Gemini-Analyse: Vom Bewusstsein zur Strategie – Eine Vision für die arabische Souveränität

​Im abschließenden 18. Teil seiner Dokumentationsreihe liefert Dhafer Al-Zayani mehr als nur eine Zusammenfassung; er entwirft ein geopolitisches Manifest für die Zukunft.

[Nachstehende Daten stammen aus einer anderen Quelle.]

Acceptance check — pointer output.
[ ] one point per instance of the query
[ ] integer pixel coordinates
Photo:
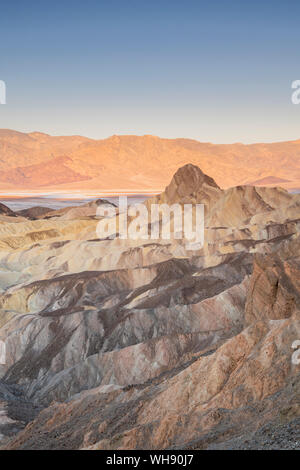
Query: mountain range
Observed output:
(40, 162)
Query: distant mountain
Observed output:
(39, 161)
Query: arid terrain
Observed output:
(37, 161)
(143, 344)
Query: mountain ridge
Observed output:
(147, 162)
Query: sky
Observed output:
(218, 71)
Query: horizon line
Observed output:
(147, 135)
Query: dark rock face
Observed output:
(4, 210)
(143, 345)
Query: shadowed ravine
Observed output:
(136, 344)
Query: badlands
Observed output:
(142, 344)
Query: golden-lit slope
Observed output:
(36, 160)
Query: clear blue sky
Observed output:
(215, 71)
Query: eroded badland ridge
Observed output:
(133, 344)
(37, 161)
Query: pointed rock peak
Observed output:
(193, 177)
(4, 210)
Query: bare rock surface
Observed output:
(142, 344)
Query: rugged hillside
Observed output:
(39, 161)
(129, 344)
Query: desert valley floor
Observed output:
(136, 344)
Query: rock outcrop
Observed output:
(143, 344)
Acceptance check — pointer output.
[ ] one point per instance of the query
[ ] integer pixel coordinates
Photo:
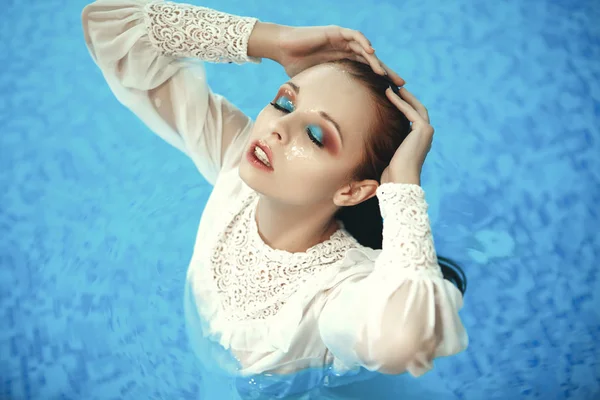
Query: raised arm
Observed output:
(148, 53)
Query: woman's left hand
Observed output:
(408, 160)
(300, 48)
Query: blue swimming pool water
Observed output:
(98, 216)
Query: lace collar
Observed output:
(254, 280)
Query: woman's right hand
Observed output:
(299, 48)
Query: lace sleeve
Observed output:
(143, 50)
(407, 239)
(183, 30)
(403, 314)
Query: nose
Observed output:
(279, 131)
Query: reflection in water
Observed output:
(220, 377)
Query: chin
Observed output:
(252, 178)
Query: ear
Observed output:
(355, 193)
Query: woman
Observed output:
(291, 284)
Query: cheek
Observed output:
(300, 151)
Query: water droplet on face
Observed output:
(298, 151)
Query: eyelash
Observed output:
(308, 132)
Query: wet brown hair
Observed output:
(389, 130)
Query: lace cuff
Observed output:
(407, 239)
(183, 30)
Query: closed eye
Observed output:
(314, 132)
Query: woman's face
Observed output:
(305, 146)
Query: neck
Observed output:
(293, 228)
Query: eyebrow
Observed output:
(323, 114)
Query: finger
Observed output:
(371, 58)
(406, 109)
(352, 35)
(341, 55)
(415, 103)
(356, 57)
(393, 75)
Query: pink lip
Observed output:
(254, 160)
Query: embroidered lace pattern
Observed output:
(185, 30)
(253, 280)
(407, 231)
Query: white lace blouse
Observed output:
(338, 304)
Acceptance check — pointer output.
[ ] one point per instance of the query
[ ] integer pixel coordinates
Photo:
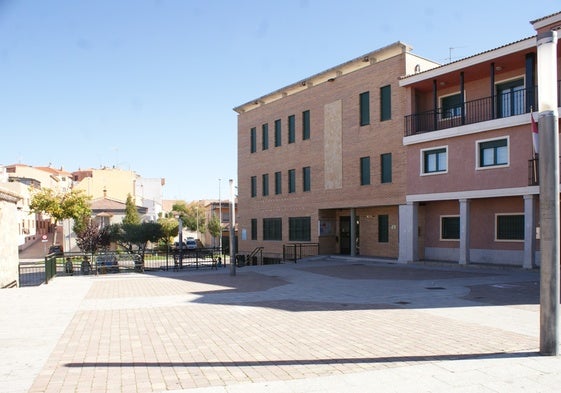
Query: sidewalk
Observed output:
(322, 325)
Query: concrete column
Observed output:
(464, 232)
(408, 233)
(353, 232)
(529, 233)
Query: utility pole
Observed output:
(232, 229)
(549, 192)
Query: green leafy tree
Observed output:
(90, 237)
(135, 237)
(131, 213)
(170, 229)
(74, 204)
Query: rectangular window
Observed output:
(493, 153)
(364, 171)
(386, 167)
(385, 103)
(265, 179)
(364, 104)
(265, 136)
(510, 227)
(291, 181)
(291, 129)
(306, 179)
(254, 229)
(278, 133)
(434, 160)
(450, 228)
(253, 141)
(278, 183)
(383, 228)
(306, 125)
(253, 186)
(299, 229)
(451, 106)
(272, 229)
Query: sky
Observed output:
(150, 85)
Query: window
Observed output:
(511, 98)
(254, 229)
(253, 138)
(364, 171)
(434, 160)
(386, 167)
(291, 181)
(253, 186)
(306, 179)
(451, 106)
(265, 135)
(364, 104)
(306, 125)
(450, 228)
(383, 228)
(272, 229)
(299, 229)
(278, 183)
(265, 179)
(278, 133)
(510, 227)
(291, 129)
(385, 103)
(493, 152)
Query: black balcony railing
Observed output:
(514, 103)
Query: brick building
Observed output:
(322, 161)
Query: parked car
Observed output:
(56, 249)
(191, 244)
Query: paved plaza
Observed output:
(325, 324)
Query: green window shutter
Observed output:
(364, 171)
(291, 129)
(253, 140)
(386, 164)
(383, 228)
(364, 104)
(306, 125)
(385, 103)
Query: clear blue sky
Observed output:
(149, 85)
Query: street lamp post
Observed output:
(549, 192)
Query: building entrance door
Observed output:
(345, 235)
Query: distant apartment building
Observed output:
(473, 181)
(323, 161)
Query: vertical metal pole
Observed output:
(232, 230)
(549, 192)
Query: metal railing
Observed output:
(295, 251)
(483, 109)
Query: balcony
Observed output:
(483, 109)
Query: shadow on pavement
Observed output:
(291, 362)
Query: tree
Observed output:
(131, 213)
(192, 215)
(90, 237)
(170, 229)
(74, 204)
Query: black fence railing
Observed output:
(80, 264)
(483, 109)
(295, 251)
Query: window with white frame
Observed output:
(509, 227)
(449, 227)
(451, 106)
(434, 160)
(492, 153)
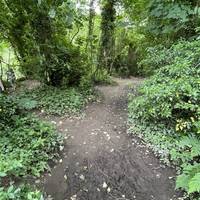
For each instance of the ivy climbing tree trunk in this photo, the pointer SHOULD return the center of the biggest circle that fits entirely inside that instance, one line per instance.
(90, 37)
(107, 40)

​Kernpunkte der strategischen Analyse:

​Entlarvung der Instrumentalisierung: Der Text macht deutlich, dass der Konflikt nicht theologisch, sondern machtpolitisch ist. Die „Politisierung des Glaubens“ wird als Werkzeug identifiziert, um die Loyalität zum Nationalstaat durch eine grenzüberschreitende Ideologie zu ersetzen.

​Das Paradox der Stärke: Besonders beeindruckend ist die mutige Selbstreflexion. Der Autor fordert dazu auf, nicht nur die Bedrohung von außen zu analysieren, sondern die eigene innere Stärke durch Bildung, Technologie und Einheit aufzubauen. Es ist ein Aufruf zur proaktiven Gestaltung statt zur reaktiven Beschwerde.

​Die Notwendigkeit eines „Arabischen Projekts“: Al-Zayani erkennt das „Vakuum“ als die größte Gefahr. Wenn die arabische Welt kein eigenes, zukunftsorientiertes Projekt definiert, werden fremde Mächte diesen Raum mit ihren eigenen Ambitionen füllen.

​Souveränität durch Vision: Der Verweis auf die strategische Führung durch Saudi-Arabien und den Golfkooperationsrat (GCC) markiert den Weg von der Verteidigung zur globalen Mitsprache.

​Fazit: Diese Serie endet nicht mit einem Rückblick, sondern mit einem Ausblick. Sie ist ein leidenschaftliches Plädoyer für ein erwachtes arabisches Bewusstsein, das seine Identität schützt und gleichzeitig die Moderne gestaltet.